Lee is believed to have been born around 1895 in Guangzhou, China. She moved to the United States around 1905 to join her father, the Rev. Lee To, a Christian missionary who had been assigned to a church in Chinatown. She lived with her parents there on Bayard Street. The Lees were among the rare Chinese immigrants who were allowed into the United States at the time under federal legislation that had sharply restricted their entry since 1882, when Congress passed the Exclusion Act, banning Chinese laborers to appease white nativists who had resented an influx of Chinese-immigrant prospectors and railroad workers in the West.
Chinese teachers, diplomats, merchants and missionaries were still allowed to enter the country, but only in small numbers and only with proper certification. Naturalization was banned. Later, in 1924, nearly all Asian immigration was cut off when the United States imposed ethnic quotas to keep the country largely white and Protestant.
The Chinatown of Lee’s childhood was an unusual place for a Chinese girl to grow up in. A dense area of roughly eight city blocks, the neighborhood was largely closed to an outside world that viewed Chinese immigrants as exotic and strange, save for the occasional tourist who ventured in to gawk. Lee’s mother seldom left their home in New York because her feet, bound as a young girl according to tradition, were only a few inches long.
For the residents, the community offered protection from racism. Most of Lee’s neighbors were men who had come to Chinatown seeking work either as bachelors or after leaving their families behind in China; in 1910, historians have said, the gender ratio of Chinese men to Chinese women in America was more than 14 to 1.
Lee attended Erasmus Hall Academy in Brooklyn, where she was surrounded by other immigrant children — mostly Jews and Italians who had arrived in a wave of migration that transformed New York. She went on to graduate from Barnard College and earn a Ph.D. in economics from Columbia University.
Since high school, Lee had been desperate to return to China, where revolutionaries had ended imperial rule and established a republic after overthrowing the Qing dynasty in 1911. She wanted to take back home what she had learned from the American suffragist movement and help liberate Chinese women, who were locked out of educational opportunities, as her mother had been.
“The welfare of China and possibly its very existence as an independent nation depends on rendering tardy justice to its womankind,” Lee said in a speech. “For no nation can ever make real and lasting progress in civilization unless its women are following close to its men, if not actually abreast with them.”
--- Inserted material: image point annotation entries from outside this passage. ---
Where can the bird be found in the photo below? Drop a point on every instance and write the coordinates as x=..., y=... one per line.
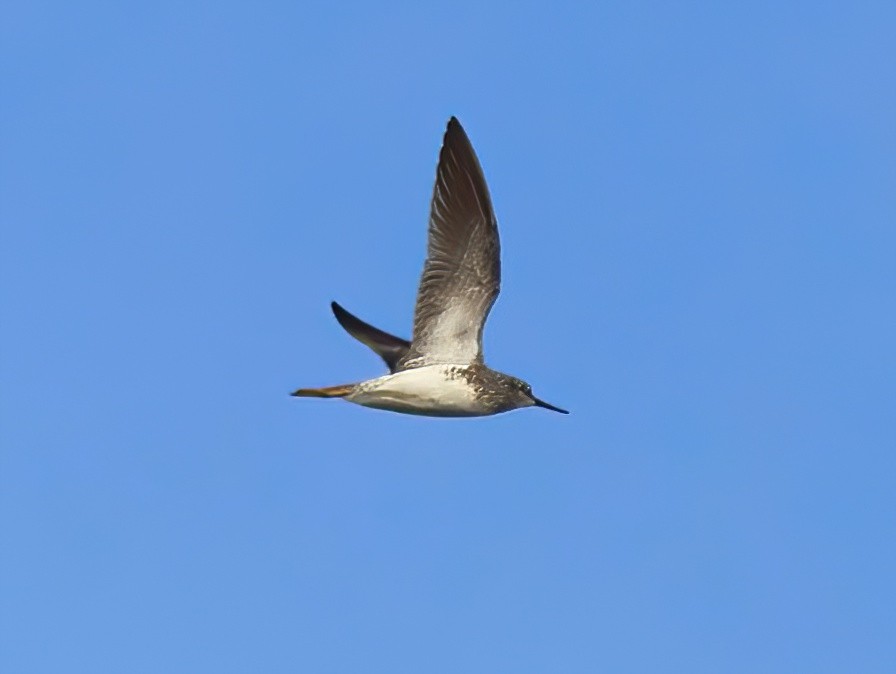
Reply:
x=441, y=371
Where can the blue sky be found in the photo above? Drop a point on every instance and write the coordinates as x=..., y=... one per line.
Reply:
x=697, y=212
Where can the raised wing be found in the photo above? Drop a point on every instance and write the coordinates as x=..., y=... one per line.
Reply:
x=462, y=274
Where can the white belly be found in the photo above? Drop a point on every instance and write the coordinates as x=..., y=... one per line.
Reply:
x=431, y=390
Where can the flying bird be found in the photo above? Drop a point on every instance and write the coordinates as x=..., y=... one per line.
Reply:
x=441, y=371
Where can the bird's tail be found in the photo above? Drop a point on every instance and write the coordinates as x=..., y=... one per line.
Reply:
x=325, y=392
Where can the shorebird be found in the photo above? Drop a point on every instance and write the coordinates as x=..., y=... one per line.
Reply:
x=441, y=371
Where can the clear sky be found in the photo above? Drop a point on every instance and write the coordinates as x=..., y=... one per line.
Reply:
x=698, y=223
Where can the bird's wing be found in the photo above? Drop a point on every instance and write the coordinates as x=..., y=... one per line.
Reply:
x=462, y=274
x=389, y=347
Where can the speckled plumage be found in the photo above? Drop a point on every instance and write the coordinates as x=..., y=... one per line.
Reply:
x=441, y=371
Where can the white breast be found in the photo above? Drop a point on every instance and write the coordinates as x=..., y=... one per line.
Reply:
x=435, y=390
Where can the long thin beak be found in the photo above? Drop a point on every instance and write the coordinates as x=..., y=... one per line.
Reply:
x=548, y=406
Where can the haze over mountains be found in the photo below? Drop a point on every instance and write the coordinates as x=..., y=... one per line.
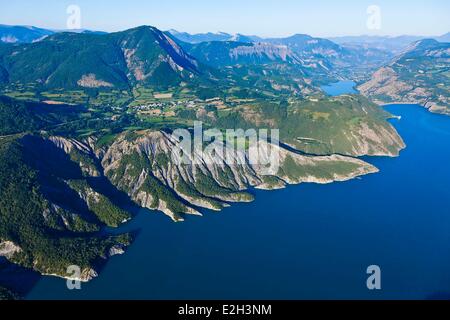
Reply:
x=87, y=116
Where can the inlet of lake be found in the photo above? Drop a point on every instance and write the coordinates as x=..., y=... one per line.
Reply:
x=307, y=241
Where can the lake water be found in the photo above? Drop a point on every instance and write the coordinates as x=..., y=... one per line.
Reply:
x=341, y=87
x=304, y=242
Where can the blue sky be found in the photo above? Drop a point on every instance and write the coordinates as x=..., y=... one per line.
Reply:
x=260, y=17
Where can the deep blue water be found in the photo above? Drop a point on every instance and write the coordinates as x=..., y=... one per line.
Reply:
x=304, y=242
x=341, y=87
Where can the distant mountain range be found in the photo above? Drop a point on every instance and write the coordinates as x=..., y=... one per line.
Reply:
x=22, y=34
x=418, y=75
x=29, y=34
x=121, y=60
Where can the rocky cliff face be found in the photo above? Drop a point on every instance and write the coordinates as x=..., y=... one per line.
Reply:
x=145, y=167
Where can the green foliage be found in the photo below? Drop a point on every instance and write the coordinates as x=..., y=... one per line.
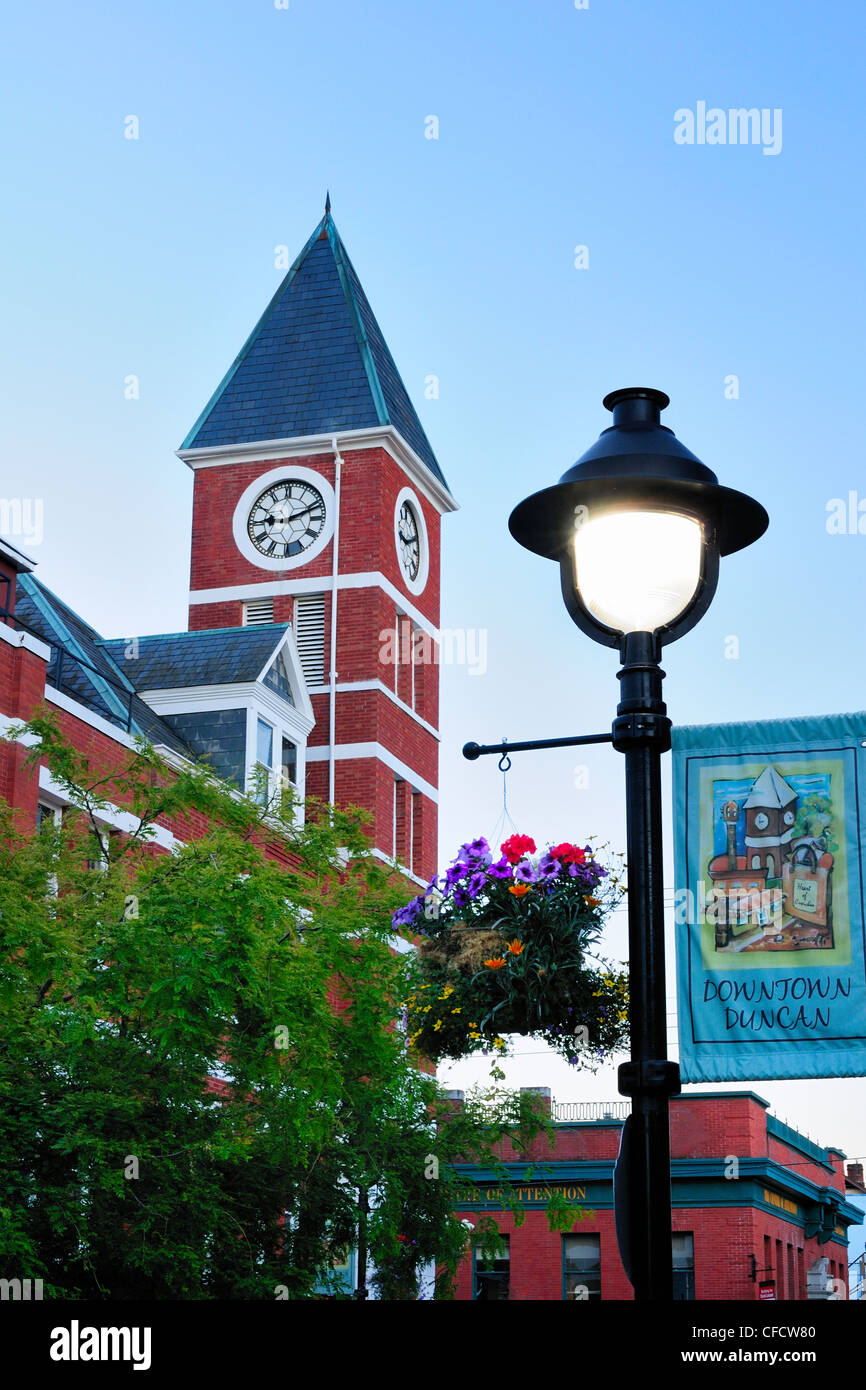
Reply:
x=815, y=818
x=128, y=976
x=508, y=954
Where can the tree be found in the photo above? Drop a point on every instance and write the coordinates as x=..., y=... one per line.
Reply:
x=259, y=954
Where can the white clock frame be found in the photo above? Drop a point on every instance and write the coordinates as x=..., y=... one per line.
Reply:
x=288, y=473
x=419, y=584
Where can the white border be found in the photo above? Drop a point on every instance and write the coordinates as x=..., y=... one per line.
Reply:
x=419, y=584
x=289, y=473
x=317, y=584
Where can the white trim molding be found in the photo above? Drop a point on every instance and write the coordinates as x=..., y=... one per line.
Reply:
x=296, y=446
x=346, y=752
x=316, y=584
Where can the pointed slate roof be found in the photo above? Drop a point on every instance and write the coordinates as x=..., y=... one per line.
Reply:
x=314, y=363
x=213, y=656
x=84, y=669
x=770, y=790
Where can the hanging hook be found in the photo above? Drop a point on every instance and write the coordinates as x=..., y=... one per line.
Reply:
x=505, y=762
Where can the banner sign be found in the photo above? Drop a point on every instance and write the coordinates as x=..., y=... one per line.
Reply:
x=769, y=898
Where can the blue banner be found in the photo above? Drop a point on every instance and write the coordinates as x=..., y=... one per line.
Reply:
x=769, y=898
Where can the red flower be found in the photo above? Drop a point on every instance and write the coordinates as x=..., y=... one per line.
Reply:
x=517, y=847
x=569, y=854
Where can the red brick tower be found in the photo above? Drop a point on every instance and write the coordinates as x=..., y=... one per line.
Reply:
x=319, y=502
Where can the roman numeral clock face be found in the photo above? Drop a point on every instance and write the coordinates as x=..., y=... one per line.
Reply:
x=287, y=519
x=409, y=541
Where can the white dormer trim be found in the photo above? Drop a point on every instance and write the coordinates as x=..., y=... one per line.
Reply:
x=299, y=688
x=202, y=698
x=295, y=446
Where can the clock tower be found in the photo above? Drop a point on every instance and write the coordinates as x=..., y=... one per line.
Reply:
x=317, y=502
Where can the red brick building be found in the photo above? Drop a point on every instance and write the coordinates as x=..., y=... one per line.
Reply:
x=312, y=653
x=759, y=1211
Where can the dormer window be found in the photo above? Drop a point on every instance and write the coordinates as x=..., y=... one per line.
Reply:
x=288, y=766
x=278, y=680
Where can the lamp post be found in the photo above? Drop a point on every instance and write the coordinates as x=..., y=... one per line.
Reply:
x=637, y=527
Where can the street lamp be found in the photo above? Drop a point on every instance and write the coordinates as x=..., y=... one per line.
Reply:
x=637, y=527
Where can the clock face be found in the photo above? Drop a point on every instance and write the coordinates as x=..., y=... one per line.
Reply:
x=409, y=541
x=287, y=519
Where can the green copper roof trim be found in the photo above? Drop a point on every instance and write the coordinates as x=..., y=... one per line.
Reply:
x=99, y=683
x=287, y=280
x=196, y=631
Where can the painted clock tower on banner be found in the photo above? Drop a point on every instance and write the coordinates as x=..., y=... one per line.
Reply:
x=319, y=502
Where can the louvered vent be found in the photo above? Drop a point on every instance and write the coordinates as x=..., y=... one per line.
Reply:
x=310, y=635
x=257, y=610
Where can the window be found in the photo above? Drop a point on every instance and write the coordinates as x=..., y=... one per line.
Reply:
x=257, y=610
x=217, y=736
x=264, y=761
x=278, y=679
x=583, y=1268
x=288, y=762
x=264, y=744
x=47, y=818
x=684, y=1265
x=491, y=1279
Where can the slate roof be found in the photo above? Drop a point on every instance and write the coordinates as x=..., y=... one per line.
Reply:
x=314, y=363
x=170, y=660
x=81, y=666
x=770, y=790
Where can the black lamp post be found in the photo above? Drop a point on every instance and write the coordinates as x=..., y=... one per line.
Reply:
x=637, y=527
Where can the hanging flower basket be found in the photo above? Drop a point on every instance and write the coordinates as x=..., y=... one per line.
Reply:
x=506, y=948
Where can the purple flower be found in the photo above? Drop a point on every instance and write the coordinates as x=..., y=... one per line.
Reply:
x=477, y=849
x=526, y=873
x=409, y=915
x=548, y=868
x=455, y=873
x=476, y=884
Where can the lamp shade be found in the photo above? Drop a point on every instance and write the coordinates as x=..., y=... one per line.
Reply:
x=637, y=526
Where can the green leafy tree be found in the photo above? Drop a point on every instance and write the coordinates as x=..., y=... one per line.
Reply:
x=259, y=954
x=815, y=818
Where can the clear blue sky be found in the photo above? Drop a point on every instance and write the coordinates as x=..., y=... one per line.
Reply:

Her plan was thwarted when her father died in 1924. Suddenly she was taking care of her widowed mother and steering her father’s church, despite not being a minister herself. The plan was further scuttled by events in China: The country was soon torn by civil war between Nationalists and Communists.
By 1936, Lee’s close friend Hu Shih, a Chinese intellectual, was asking her what had become of her dreams. “Frankly speaking,” he wrote in a letter, “it is strange that you should spend your life on a thing that is merely a Baptist church in China Town.”
But Lee remained hopeful that Protestant Christianity held the keys to a moral democracy. In 1943, during World War II, the Exclusion Act was repealed, and a small quota of roughly 100 immigrants of Chinese descent were allowed to enter the country annually. Naturalization was also permitted. Slowly, the Chinese population in America began to grow again.
After the war, membership in Lee’s church dwindled as the popularity of her religion waned in Chinatown. Lee never moved back to China. She spent the rest of her life in New York and died there around 1966.
Just six months after the 1912 suffrage march in New York, another one was organized, this time held after dark so that women who worked during the day could participate. The women carried thousands of lanterns through the streets, lighting up the city. What once seemed radical — a woman appearing in public to demand political rights — became a regular occurrence.
It is not clear if Lee ever became a U.S. citizen so that she could exercise what she had marched for as a proud young woman on horseback so long ago: the right to vote.